Relatório médico enviado ao STF indica que Jair Bolsonaro apresentou soluços frequentes nos últimos sete dias

06 de Junho de 2026 às 18:02

Relatório médico enviado ao STF indica que Jair Bolsonaro apresentou soluços frequentes, fadiga em esforços moderados e desconforto no ombro direito. O ex-presidente cumpre prisão domiciliar com tornozeleira eletrônica e restrições de comunicação após condenação por tentativa de golpe de Estado. A aplicação da Lei da Dosimetria, que prevê redução de penas, segue suspensa por decisão judicial

Um relatório médico enviado semanalmente ao Supremo Tribunal Federal (STF) indica que o ex-presidente Jair Bolsonaro apresentou episódios de soluços com frequência acima da média nos últimos sete dias. O documento detalha que o paciente mantém estabilidade cardiológica, embora relate fadiga e cansaço leve ao realizar esforços moderados, além de desconforto nos movimentos de flexão e abdução do ombro direito, região onde passou por uma cirurgia no início de maio, em Brasília.

A avaliação médica aponta que a pressão arterial do ex-presidente segue controlada, mas persiste a instabilidade crônica do equilíbrio corporal, o que exige a manutenção de medidas preventivas contra quedas. No exame de ausculta pulmonar, foi registrada a permanência de uma alteração residual na base do pulmão esquerdo.

Atualmente em regime de prisão domiciliar provisória, Bolsonaro foi condenado pela Primeira Turma do STF a 27 anos e três meses de reclusão por tentativa de golpe de Estado. Após cumprir pena no batalhão da Polícia Militar em Brasília, conhecido como Papudinha, a partir de janeiro, a mudança para o domicílio ocorreu no fim de março. A medida foi autorizada pelo ministro Alexandre de Moraes, após solicitação da defesa e parecer favorável da Procuradoria-Geral da República.

As condições impostas pela Justiça incluem o uso de tornozeleira eletrônica e a proibição de acessar redes sociais, utilizar aparelhos celulares ou gravar áudios e vídeos. As visitas são limitadas a advogados, médicos e filhos, todos previamente autorizados e igualmente proibidos de portar celulares.

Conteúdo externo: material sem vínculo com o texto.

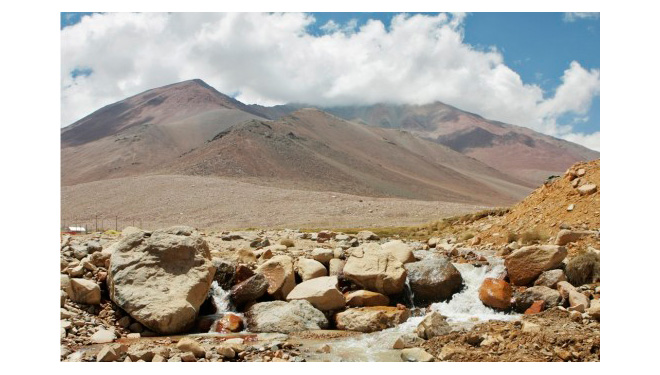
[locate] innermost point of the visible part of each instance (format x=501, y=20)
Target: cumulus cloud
x=273, y=59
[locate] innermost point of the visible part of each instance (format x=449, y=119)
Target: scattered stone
x=323, y=255
x=321, y=292
x=85, y=291
x=408, y=340
x=401, y=251
x=535, y=308
x=550, y=278
x=434, y=324
x=161, y=279
x=107, y=354
x=102, y=336
x=525, y=299
x=527, y=263
x=248, y=290
x=416, y=355
x=279, y=273
x=336, y=267
x=375, y=271
x=309, y=269
x=366, y=235
x=360, y=298
x=433, y=280
x=284, y=317
x=578, y=301
x=187, y=344
x=496, y=293
x=587, y=189
x=371, y=319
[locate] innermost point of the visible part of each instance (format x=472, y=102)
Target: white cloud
x=272, y=58
x=574, y=16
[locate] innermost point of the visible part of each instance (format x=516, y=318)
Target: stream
x=463, y=311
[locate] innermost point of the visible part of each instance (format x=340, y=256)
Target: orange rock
x=536, y=308
x=496, y=293
x=228, y=323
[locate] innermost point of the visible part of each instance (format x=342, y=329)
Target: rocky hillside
x=311, y=149
x=517, y=151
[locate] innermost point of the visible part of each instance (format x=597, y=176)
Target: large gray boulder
x=527, y=263
x=371, y=319
x=279, y=273
x=433, y=280
x=376, y=271
x=525, y=299
x=284, y=317
x=161, y=278
x=321, y=292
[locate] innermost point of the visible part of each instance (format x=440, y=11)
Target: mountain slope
x=314, y=150
x=518, y=151
x=140, y=134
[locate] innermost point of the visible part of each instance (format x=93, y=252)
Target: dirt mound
x=549, y=336
x=555, y=205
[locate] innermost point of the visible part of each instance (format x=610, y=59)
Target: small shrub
x=511, y=237
x=287, y=242
x=584, y=268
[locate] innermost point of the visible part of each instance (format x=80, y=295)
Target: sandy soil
x=220, y=203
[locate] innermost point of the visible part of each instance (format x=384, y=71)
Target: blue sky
x=539, y=47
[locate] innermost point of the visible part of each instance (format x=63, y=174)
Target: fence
x=100, y=223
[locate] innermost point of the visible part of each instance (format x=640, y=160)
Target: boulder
x=248, y=290
x=578, y=301
x=103, y=336
x=336, y=267
x=496, y=293
x=225, y=272
x=309, y=269
x=594, y=309
x=535, y=308
x=527, y=263
x=587, y=189
x=323, y=255
x=564, y=288
x=401, y=251
x=375, y=271
x=433, y=280
x=321, y=292
x=161, y=278
x=366, y=235
x=434, y=324
x=525, y=299
x=279, y=273
x=408, y=340
x=284, y=317
x=187, y=344
x=85, y=291
x=550, y=278
x=371, y=319
x=360, y=298
x=566, y=236
x=416, y=355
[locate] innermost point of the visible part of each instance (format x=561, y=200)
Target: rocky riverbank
x=178, y=294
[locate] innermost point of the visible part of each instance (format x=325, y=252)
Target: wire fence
x=100, y=223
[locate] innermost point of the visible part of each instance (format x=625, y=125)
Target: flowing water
x=222, y=304
x=463, y=310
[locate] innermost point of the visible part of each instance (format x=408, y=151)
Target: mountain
x=146, y=131
x=431, y=152
x=314, y=150
x=517, y=151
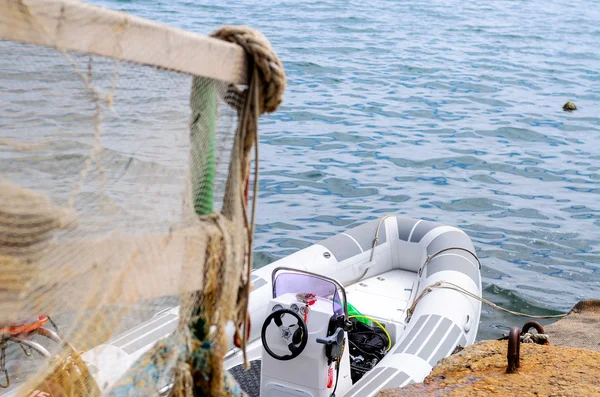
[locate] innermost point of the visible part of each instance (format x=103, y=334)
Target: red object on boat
x=23, y=328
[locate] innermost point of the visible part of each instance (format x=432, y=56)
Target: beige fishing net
x=123, y=192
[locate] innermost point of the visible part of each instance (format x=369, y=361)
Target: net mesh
x=105, y=167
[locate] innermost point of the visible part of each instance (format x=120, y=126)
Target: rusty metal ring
x=532, y=324
x=514, y=350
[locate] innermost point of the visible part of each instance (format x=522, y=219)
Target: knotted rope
x=264, y=95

No campo jurídico, a Lei da Dosimetria, promulgada pelo senador Davi Alcolumbre após aprovação do Congresso Nacional no mês passado, prevê a redução de penas para condenados por atentados golpistas, incluindo a sentença de Bolsonaro e seus aliados nos ataques de 8 de janeiro de 2023. Contudo, a Advocacia-Geral da União (AGU) defendeu a inconstitucionalidade da norma em maio. A aplicação da lei permanece suspensa por decisão do ministro Alexandre de Moraes até que o STF analise as ações que questionam a validade do texto.